Judging by the huge number of undecideds they didn't exactly push very hard to get a good sample.
 
PPP's national poll tomorrow has a D excitement level of 5, so expect like an HRC +4.

They're saying there's a chance we'll see the results on TV before. I'm thinking Rachel?

I say Hillary 5, which would be steady from their last national poll right after the convention.

Can I just say...I don't get Rachel Maddow's partner's artwork. Like. At all. Blurry photography? Really?
 

Wilsongt

Member
Just found how out that Obama's overtime rules affect me today. Not in a huge way, though. I make under the required amount and don't get overtime, anyway.
 
Remind me again as to the meaning of their scale. A 5 is decent or bad?

It's situational.

A 1 point lead in NC they said was a 6.
A 3 point lead in PA they called a 5 or 6.
The Hillary national by 5 was a 6 or 7.

But all of those showed Hillary gaining from her previous position.
 
Jim Acosta ✔ @Acosta
Senior Trump adv on immigration speech: Secure border first. Then have conversation on what to do with undocumented "years from now."


lol
 
Donald Trump has a massive Catholic problem


Much has been made of Donald Trump’s problems with a few voting groups — female voters, blacks and Hispanics, and young voters, in particular. And, to be sure, they are all problems.

But relatively speaking, his biggest problem actually appears to be with a different group: Catholics.

Yes, the man who once feuded with the pope (how soon we forget that actually happened) is cratering among Catholics.

Back in 2012, GOP nominee Mitt Romney lost the Catholic vote by just 2 points, 50 percent to 48 percent.
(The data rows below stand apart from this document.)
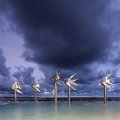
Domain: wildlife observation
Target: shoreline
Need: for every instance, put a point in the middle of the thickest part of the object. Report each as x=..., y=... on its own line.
x=47, y=99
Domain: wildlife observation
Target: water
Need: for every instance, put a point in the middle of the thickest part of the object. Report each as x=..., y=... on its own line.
x=48, y=111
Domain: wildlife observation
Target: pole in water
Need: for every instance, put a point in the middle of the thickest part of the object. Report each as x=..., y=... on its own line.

And the GOP has actually won the Catholic vote as recently as 2004 and in 5 of the last 10 11 presidential elections.

But Trump trails among Catholics by a huge margin. A new poll from the Public Religion Research Institute released this week shows him down 23 points, 55-32.
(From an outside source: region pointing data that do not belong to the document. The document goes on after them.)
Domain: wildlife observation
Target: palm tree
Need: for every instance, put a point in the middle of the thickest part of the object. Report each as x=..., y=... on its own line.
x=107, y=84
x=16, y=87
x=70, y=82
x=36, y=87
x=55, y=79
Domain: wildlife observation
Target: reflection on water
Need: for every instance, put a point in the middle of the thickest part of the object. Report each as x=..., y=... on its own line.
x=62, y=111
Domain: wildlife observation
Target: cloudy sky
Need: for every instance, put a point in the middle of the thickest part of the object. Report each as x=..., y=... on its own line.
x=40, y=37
A Washington Post-ABC News poll released earlier this month painted an even worse picture for Trump’s Catholic support. He was down by 27 points, 61-34.
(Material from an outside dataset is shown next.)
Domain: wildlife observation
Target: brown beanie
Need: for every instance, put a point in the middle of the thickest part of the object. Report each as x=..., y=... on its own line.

If you compare the difference between Romney’s margin among Catholics in 2012 and Trump’s margin among Catholics this year, the 25-point difference is tied for the biggest shift of any demographic group in the Post-ABC poll.

(The only group that matches that 25-point shift is white, college-educated women. Romney won them by 6 points; Trump trails by 19.)

Trump’s deficits among non-whites and young voters, by contrast, are similar to where Romney and Republicans have been in recent years. The Post-ABC poll, in fact, showed Hillary Clinton failing to match Obama’s margin among non-whites — though not in a statistically meaningful way — while her margin among young voters ages 18-to-29 was three points better.

These are groups, in other words, that Republicans don’t expect to do well with. And they still don’t.

But Catholics have long been a swing vote in presidential elections, and right now they’re swinging hard for Clinton.

It’s also hard to overstate just how significant Trump’s poor performance among Catholics is. That’s because they comprise about one-quarter of voters in the United States (25 percent in 2012 exit polls) and are about as big a voting bloc as non-whites (28 percent) and independents (29 percent).